I’m a self-professed word nerd. In college, I loved leaving classes with a new nugget of information. And now that I’m a working professional, I get giddy at the thought of attending conferences.
And, even better: My employers not only encourage professional development, but expect it.
Why? Because they know educated employees drive success.
Some HR departments have been pretty lax in encouraging professional development and education, because, quite frankly, it wasn’t deemed important. But with workplace dynamics changing and younger, better-educated professionals coming on board, that’s no longer the case.
“The demographic shifts, revamped business models, digitization of products, rise in big data analytics and new forms of competition require organizations to fuel perpetual skill upgrades,” King said in her new whitepaper. “HR must evolve to apply new paradigms toward talent attraction, mine for unrealized capability, build rapid development tactics, implement highly effective engagement strategies and unveil succession pathways with far more innovation than they have demonstrated to date. Old assumptions and stale practices need to be abandoned. Organizations that successfully compete for talent will exploit technology to achieve a smarter way, build a healthier culture and develop a more resilient workforce.”
Break down the silos between talent management and learning.
Training employees, especially with an event-centric approach, isn’t enough, King said. Instead, companies should create an environment that fosters learning and employee development. It’s about much more than setting up educational programming in an LMS and conducting performance reviews. It requires HR to adapt new roles.
“Achieving this type of symbiotic relationship between talent and learning not only dissolves silos, it also creates competitive differentiation,” King said. “Organizations that apply this modern approach build superior employer brands, entice a higher level of talent to join their ranks and optimize the existing workforce in new ways.”
Enter a self-developing organization.
A self-developing organization allows individuals to control their own personal development and career trajectories, King explains. This involves making information available and actionable and connecting employees with the appropriate resources.
And it starts with the top. Leaders of self-developing organizations establish and monitor goals and stay abreast of industry trends and opportunities, passing that knowledge on to their staff.
However, King said, that’s only possible by leveraging smart technology – technology that customizes individual employee needs and delivers recommendations.
In short, in a self-developing organization:
- Learning and talent management efforts and technologies should be coupled together.
- High-quality, curated content delivered in the context of job performance is essential.
- Fluid talent mobility is key to keeping employees engaged and it is a competitive lever.

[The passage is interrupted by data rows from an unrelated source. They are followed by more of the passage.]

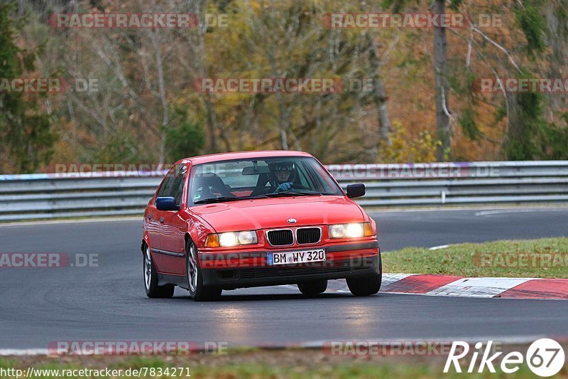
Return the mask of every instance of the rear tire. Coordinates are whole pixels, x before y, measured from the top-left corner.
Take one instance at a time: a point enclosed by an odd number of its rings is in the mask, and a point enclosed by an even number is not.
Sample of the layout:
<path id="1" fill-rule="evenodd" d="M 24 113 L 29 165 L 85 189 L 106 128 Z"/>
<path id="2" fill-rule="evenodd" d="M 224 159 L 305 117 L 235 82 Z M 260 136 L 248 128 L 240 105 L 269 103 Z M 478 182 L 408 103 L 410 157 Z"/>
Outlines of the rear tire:
<path id="1" fill-rule="evenodd" d="M 146 291 L 146 296 L 155 299 L 169 299 L 173 297 L 173 292 L 175 289 L 175 285 L 158 285 L 158 272 L 155 270 L 152 255 L 150 254 L 150 247 L 147 245 L 144 245 L 143 260 L 144 289 Z"/>
<path id="2" fill-rule="evenodd" d="M 327 280 L 318 280 L 317 282 L 307 282 L 306 283 L 298 283 L 297 289 L 305 295 L 315 296 L 323 294 L 327 289 Z"/>
<path id="3" fill-rule="evenodd" d="M 382 282 L 381 274 L 371 276 L 347 278 L 347 287 L 354 296 L 374 295 L 381 289 Z"/>
<path id="4" fill-rule="evenodd" d="M 223 290 L 220 287 L 205 287 L 199 267 L 197 247 L 191 240 L 185 245 L 185 266 L 187 272 L 187 288 L 192 298 L 196 301 L 215 300 L 221 297 Z"/>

- Ubiquitous access to learning – delivery at the time and place of need – is critical to knowledge acceleration.
- The user experience must be frictionless and compelling.
- Technology provides the ability to manage talent and deliver learning in innovative ways.
- The power of analytics provides insights that can predict demand and serve-up hyper-personalized experiences.
“Organizations that apply higher levels of talent and learning maturity will be better able to respond to business change and will be better positioned to innovate,” King said. “Their HR direction is highly purpose-driven, with clear objectives and multi-faceted strategy. They will be undoubtedly more successful in handling dynamics that will affect adaptation and ultimately, organizational competitiveness.”